A religion can provide guidance for living successfully and many religions has done that and making a mess of it when their guides [commands, Laws and rules] are made immutable which cannot adapt to inevitable changes, e.g. the Abrahamic religions.

That unavoidable dreaded DOOM and its existential angst need not be managed by religions forever [which was useful and its shelf-life is expiring very soon]. The more effective approaches to deal with that DOOM in the future would be progressive spirituality rather than religiosity with its negative baggage.

Once the DOOM is managed and stabilized life can progress optimally with so many other approaches such a philosophy and other self-development approaches. There is no need for religiosity and religions especially those with immutable holy books that straight-jacket believers to one era of time and thus allow no potentials to cope with inevitable changes in time,

The answer there is nothing that can happen to ‘no thing’ or no soul after physical death.
There is no soul that survives after physical death.

The effective solution is to manage that unavoidable subliminal fear of death in the present - the NOW.
Most people will state they do not fear death, i.e. thanotophobia and that is not the fear we are talking about.
The “fear” we are concern with, i.e. the DOOM that is pulsating and oozing subliminally into existential angst without a spot to scratch and manifesting all sorts of secondary sufferings and pains that are alleviated by submission to a belief as done by the majority.

The concept of god, divinity, and spirit is alien or foreign to that of nature.

These concepts are merely names given for various psychological experiences in human growth and development. Any other names will do. So, what is it that lies beneath the idea of knowing by naming?

And what is your view of the inflexible, never changing laws of nature?

Let’s try to find the existential roots of religion without referring to the Abrahamic deity.
J. Huxley speaks of two types of experiences known by those who claim to have had a spiritual awakening. One type is “the dark night of the soul” in which one feels a sense of total disconnect from God. The other is the sense of being at one with all that exists, of being totally connected to God. These experiences appear to express the ultimate poles of what is often found in a heartfelt search for enlightenment. Yet they may indicate stages of spiritual development, not necessarily any final outcome.

Books are needed to pass on the knowledge.
Stability is one on the useful features of religion. Otherwise, it all just becomes one fad after another - ‘flavor of the month’ religion - what do you want to believe this month? What are the powerful pushing this month?

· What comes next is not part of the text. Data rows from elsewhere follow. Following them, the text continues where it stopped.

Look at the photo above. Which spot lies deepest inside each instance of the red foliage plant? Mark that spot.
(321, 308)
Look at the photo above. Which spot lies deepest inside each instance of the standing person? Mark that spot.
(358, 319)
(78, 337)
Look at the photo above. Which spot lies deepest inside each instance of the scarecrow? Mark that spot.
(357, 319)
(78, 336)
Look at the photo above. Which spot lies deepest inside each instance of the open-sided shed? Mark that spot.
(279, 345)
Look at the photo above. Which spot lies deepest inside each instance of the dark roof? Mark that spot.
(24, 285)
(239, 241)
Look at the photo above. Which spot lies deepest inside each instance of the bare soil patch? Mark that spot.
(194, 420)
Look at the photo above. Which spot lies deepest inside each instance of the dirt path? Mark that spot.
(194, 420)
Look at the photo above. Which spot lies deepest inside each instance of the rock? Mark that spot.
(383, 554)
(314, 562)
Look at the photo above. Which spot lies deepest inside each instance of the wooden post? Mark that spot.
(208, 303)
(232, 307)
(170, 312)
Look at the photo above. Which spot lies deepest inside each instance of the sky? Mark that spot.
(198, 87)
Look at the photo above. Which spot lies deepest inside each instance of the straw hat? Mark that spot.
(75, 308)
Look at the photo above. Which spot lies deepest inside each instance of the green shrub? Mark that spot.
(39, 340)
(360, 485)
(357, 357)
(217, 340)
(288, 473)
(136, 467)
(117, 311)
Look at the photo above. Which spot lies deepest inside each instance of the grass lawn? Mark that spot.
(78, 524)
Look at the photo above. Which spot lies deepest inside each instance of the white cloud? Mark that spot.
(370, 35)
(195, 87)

Two spring to mind - lack of control over that happens in the world and uncertainty about how one ought to act or react.

The only constant is change.

Books are acceptable and I agree with the need for stability.
The point is whatever ‘book’ that is to be introduced must not be made immutable, e.g. in Islam and the Quran;

Quran 50:29. The sentence [word, l-qawlu الْقَوْلُ ق و ل ] that cometh from Me [Allah] cannot be changed,

18:27 There is none who can change His [Allah’s] words, and thou wilt find no refuge beside Him.

Quran 30:30 There is no altering (the laws [revelations] of) Allah’s creation. That is the right religion, but most men know not.

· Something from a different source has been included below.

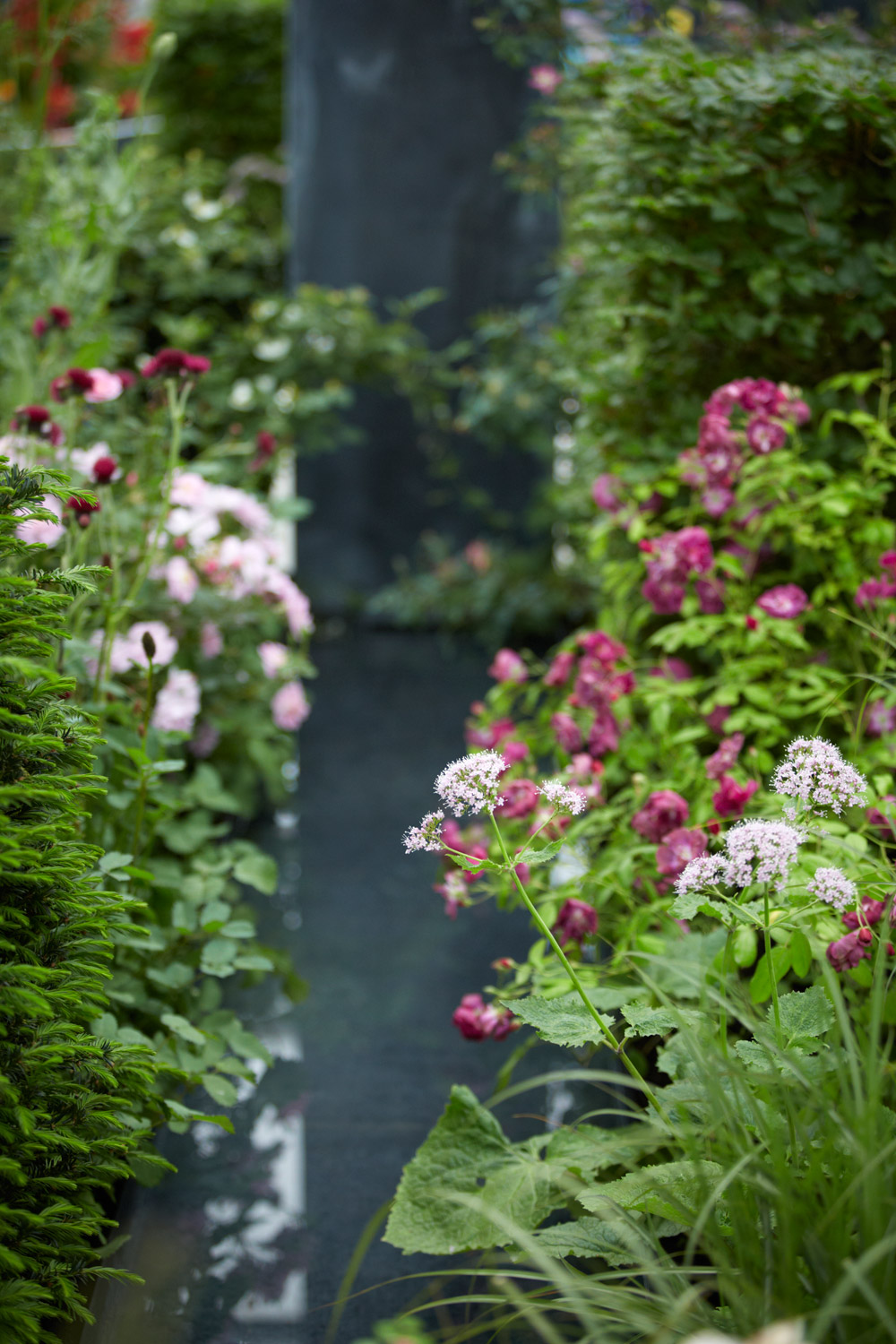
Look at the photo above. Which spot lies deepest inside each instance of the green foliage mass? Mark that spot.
(70, 1099)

Quran 10:64 There is no changing the Words of Allah that is the Supreme Triumph.

Quran 6:115. Perfected [watammat: perfect, complete, fulfil] is the Word [Quran] of thy Lord in truth and justice. There is naught that can change His words [the Quran].

What is wrong with Islam [in part] is the Quran contain loads of evil elements that can influence and inspire SOME evil prone Muslims to commit terrible evils and violence around the world. Such a doctrine of evil is made immutable and thus eternal within Islam.The evidence of the actualization and reality of the above is very glaring.

Religions are a critical necessity for the majority of humans but that is only for a certain era and not meant to be eternal.